1 Introduction

tripr is a Bioconductor package, written in shiny that provides analytics services on antigen receptor (B cell receptor immunoglobulin, BcR IG | T cell receptor, TR) gene sequence data. Every step of the analysis can be performed interactively, thus not requiring any programming skills. It takes as input the output files of the IMGT/HighV-Quest tool. Users can select to analyze the data from each of the input samples separately, or the combined data files from all samples and visualize the results accordingly. Functions for an R command-line use are also available.

1.1 Installation

tripr is distributed as a Bioconductor package and requires R (version “4.2”), which can be installed on any operating system from CRAN, and Bioconductor (version “3.15”).

To install tripr package enter the following commands in your R session:

if (!requireNamespace("BiocManager", quietly = TRUE)) {
    install.packages("BiocManager")
}

BiocManager::install("tripr")

## Check that you have a valid Bioconductor installation
BiocManager::valid()

1.2 Launching the app

Once tripr is successfully installed, it can be loaded as follow:

library(tripr)

2 Running tripr as a shiny application

In order to start the shiny app, please run the following command:

tripr::run_app()

tripr should be opening in a browser (ideally Chrome, Firefox or Opera). If this does not happen automatically, please open a browser and navigate to the address shown on the R console (for example, Listening on http://127.0.0.1:6134).

2.1 Home

In this tab users can import their data by selecting the directory where the data is stored, by pressing the Choose directory button. The tool takes as input the 10 output files of the IMGT/HighV-Quest tool in text format (.txt). Users can also choose only some of the files depending on the type of the downstream analysis.

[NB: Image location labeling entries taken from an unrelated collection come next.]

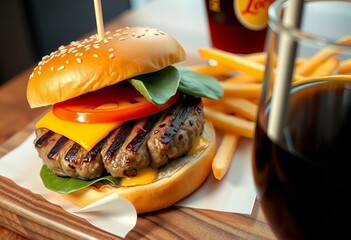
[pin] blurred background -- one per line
(31, 29)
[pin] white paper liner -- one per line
(234, 193)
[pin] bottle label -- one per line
(253, 14)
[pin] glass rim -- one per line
(277, 21)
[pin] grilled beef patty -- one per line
(150, 141)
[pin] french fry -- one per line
(233, 61)
(244, 90)
(329, 67)
(230, 123)
(224, 154)
(259, 57)
(241, 107)
(242, 78)
(323, 55)
(345, 67)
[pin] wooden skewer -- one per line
(99, 19)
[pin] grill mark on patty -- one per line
(95, 151)
(120, 137)
(138, 140)
(56, 148)
(41, 142)
(184, 110)
(72, 152)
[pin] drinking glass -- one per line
(303, 176)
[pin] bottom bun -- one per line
(175, 181)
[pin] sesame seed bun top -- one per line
(90, 64)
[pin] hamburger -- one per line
(123, 119)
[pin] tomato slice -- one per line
(115, 103)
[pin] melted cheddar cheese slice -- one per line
(85, 134)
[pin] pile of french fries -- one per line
(241, 78)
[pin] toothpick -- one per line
(99, 19)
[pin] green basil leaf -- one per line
(68, 185)
(199, 85)
(158, 87)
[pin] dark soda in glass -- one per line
(303, 182)
(238, 26)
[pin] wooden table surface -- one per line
(20, 216)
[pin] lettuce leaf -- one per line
(67, 185)
(158, 87)
(199, 85)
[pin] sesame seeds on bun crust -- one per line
(90, 64)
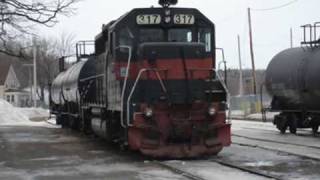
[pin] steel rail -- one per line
(278, 142)
(178, 171)
(248, 170)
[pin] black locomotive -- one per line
(150, 85)
(292, 78)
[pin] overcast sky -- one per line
(271, 29)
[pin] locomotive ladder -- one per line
(164, 89)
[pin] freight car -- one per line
(150, 85)
(292, 78)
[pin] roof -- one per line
(21, 72)
(4, 69)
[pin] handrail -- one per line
(134, 87)
(222, 82)
(125, 82)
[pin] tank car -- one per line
(292, 78)
(150, 85)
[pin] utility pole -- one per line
(240, 65)
(254, 83)
(35, 72)
(291, 38)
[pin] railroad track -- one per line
(279, 150)
(191, 176)
(278, 142)
(245, 169)
(178, 171)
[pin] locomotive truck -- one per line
(150, 85)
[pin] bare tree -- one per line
(18, 17)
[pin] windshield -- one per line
(179, 35)
(151, 35)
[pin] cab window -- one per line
(151, 35)
(179, 35)
(204, 36)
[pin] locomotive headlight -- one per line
(148, 112)
(167, 19)
(212, 111)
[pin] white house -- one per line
(15, 85)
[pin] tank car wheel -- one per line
(293, 130)
(283, 129)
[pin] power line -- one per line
(277, 7)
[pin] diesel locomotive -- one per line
(150, 85)
(292, 79)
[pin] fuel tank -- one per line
(292, 78)
(69, 85)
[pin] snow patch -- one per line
(13, 116)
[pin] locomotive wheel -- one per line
(282, 124)
(283, 129)
(293, 129)
(315, 129)
(293, 125)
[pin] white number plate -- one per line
(184, 19)
(148, 19)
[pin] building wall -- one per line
(12, 81)
(18, 99)
(2, 91)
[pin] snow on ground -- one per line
(13, 116)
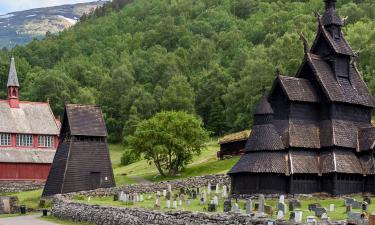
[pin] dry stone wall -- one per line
(19, 186)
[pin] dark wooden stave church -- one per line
(312, 132)
(82, 160)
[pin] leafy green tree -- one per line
(179, 96)
(169, 140)
(55, 86)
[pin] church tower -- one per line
(13, 86)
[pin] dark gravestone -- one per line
(168, 196)
(268, 210)
(319, 211)
(227, 205)
(294, 204)
(367, 199)
(312, 207)
(212, 208)
(292, 216)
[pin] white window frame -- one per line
(46, 141)
(5, 139)
(24, 140)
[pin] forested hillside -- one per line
(214, 58)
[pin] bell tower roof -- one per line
(12, 77)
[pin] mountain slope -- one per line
(21, 27)
(130, 61)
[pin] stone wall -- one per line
(103, 215)
(200, 181)
(19, 186)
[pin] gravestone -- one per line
(311, 220)
(261, 204)
(349, 208)
(216, 200)
(168, 196)
(280, 215)
(365, 207)
(225, 192)
(249, 206)
(299, 215)
(319, 211)
(294, 204)
(268, 209)
(313, 206)
(281, 207)
(227, 205)
(212, 207)
(357, 205)
(367, 199)
(157, 202)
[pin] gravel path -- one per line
(24, 220)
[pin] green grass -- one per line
(62, 222)
(205, 163)
(29, 198)
(338, 214)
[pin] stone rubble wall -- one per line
(193, 182)
(63, 207)
(20, 186)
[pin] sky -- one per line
(7, 6)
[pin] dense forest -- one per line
(212, 58)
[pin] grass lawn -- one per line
(62, 222)
(206, 163)
(29, 198)
(338, 214)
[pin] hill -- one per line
(212, 58)
(206, 163)
(21, 27)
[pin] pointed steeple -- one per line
(13, 85)
(330, 16)
(12, 77)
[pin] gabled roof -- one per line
(338, 45)
(263, 107)
(238, 136)
(17, 155)
(85, 120)
(29, 118)
(264, 137)
(366, 139)
(298, 89)
(12, 77)
(330, 16)
(353, 92)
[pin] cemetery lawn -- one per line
(30, 199)
(204, 164)
(338, 214)
(62, 222)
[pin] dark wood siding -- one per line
(24, 171)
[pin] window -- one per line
(5, 140)
(46, 141)
(24, 140)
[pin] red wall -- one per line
(24, 171)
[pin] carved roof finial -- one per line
(306, 47)
(12, 77)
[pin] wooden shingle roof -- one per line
(353, 92)
(86, 120)
(29, 118)
(238, 136)
(298, 89)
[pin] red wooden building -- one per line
(28, 135)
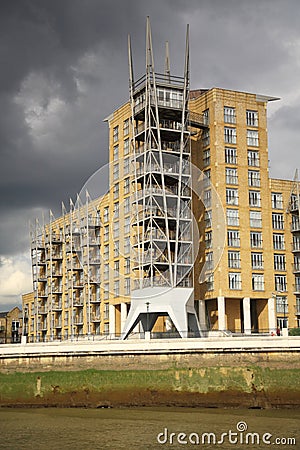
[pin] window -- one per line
(208, 239)
(127, 266)
(126, 147)
(206, 157)
(254, 178)
(127, 286)
(234, 280)
(116, 133)
(233, 238)
(127, 245)
(106, 214)
(230, 155)
(278, 241)
(209, 261)
(207, 198)
(231, 176)
(277, 221)
(256, 239)
(253, 158)
(127, 225)
(116, 153)
(280, 283)
(257, 261)
(126, 127)
(232, 217)
(116, 171)
(229, 115)
(277, 200)
(116, 249)
(126, 166)
(116, 229)
(254, 198)
(255, 219)
(230, 135)
(116, 210)
(252, 138)
(279, 262)
(232, 197)
(116, 191)
(205, 138)
(127, 205)
(258, 282)
(252, 118)
(234, 261)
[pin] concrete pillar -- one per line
(112, 319)
(247, 315)
(221, 313)
(123, 315)
(272, 315)
(202, 315)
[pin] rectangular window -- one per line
(254, 178)
(229, 115)
(253, 158)
(231, 176)
(257, 261)
(252, 118)
(256, 239)
(232, 217)
(278, 241)
(126, 147)
(116, 133)
(206, 157)
(126, 186)
(126, 166)
(254, 199)
(116, 191)
(252, 138)
(205, 138)
(208, 239)
(255, 219)
(230, 135)
(232, 197)
(234, 260)
(277, 200)
(234, 280)
(233, 238)
(277, 221)
(116, 153)
(126, 127)
(279, 262)
(280, 283)
(230, 155)
(258, 282)
(116, 172)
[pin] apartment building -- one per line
(192, 235)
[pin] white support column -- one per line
(202, 315)
(221, 313)
(123, 315)
(112, 319)
(272, 315)
(247, 315)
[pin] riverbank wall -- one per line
(254, 372)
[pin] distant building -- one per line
(11, 326)
(193, 234)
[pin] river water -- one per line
(148, 428)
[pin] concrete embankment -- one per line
(239, 372)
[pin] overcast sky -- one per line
(64, 69)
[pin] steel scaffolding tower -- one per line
(162, 200)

Note that every sample of the dataset must have its own individual folder and every sample folder must be in one root folder (See example below). For the dataset to be selected for upload, this root folder must be selected and then the button Load Data has to be pressed.

Previous sessions can also be loaded with the Restore Previous Sessions button.

There are 2 options regarding the cell type (T cell and B cell) as well as 2 options based on the amount of available data (High- or Low-Throughput). Concerning the latter, the main difference is the application of the preselection and selection steps. In the case of High-Throughput data, all filters are applied consequentially (i.e. if a sequence fails >1 selection criteria, only the first unsatisfied criterion will be reported), whereas for Low-Throughput data all criteria are applied at the same time.

2.2 Preprocessing

tripr offers 2 steps of preprocessing:

  • Preselection: Refers to the cleaning process of the input dataset.

  • Selection: Refers to the filtering process of the resulting data from Preselection process.

2.2.1 Preselection

The Preselection process comprises 4 different criteria:

  • Only take into account Functional V-Gene:
    Only sequences utilizing a functional V gene are included into the downstream analysis. Sequences with pseudogenes (P) or open reading frame (ORF) genes are excluded from further analysis.
  • Only take into account CDR3 with no Special Characters (X,*,#,.):
    Only sequences without ambiguities (i.e. characters other than those of the 20 amino acids) are included in the analysis.
  • Only take into account Productive Sequences:
    Only productive sequences (without stop codons and frameshifts) are included in the analysis.
  • Only take into account CDR3 with valid start/end landmarks:
    Start/End CDR3 landmarks (anchors) can be customized by the user based on the type of data (BcR/TR, heavy/light chain). More than one valid landmark can be used. The different letters should be separated with a vertical bar (e.g. F|D). Sequences with landmarks other than the chosen ones are excluded from the analysis.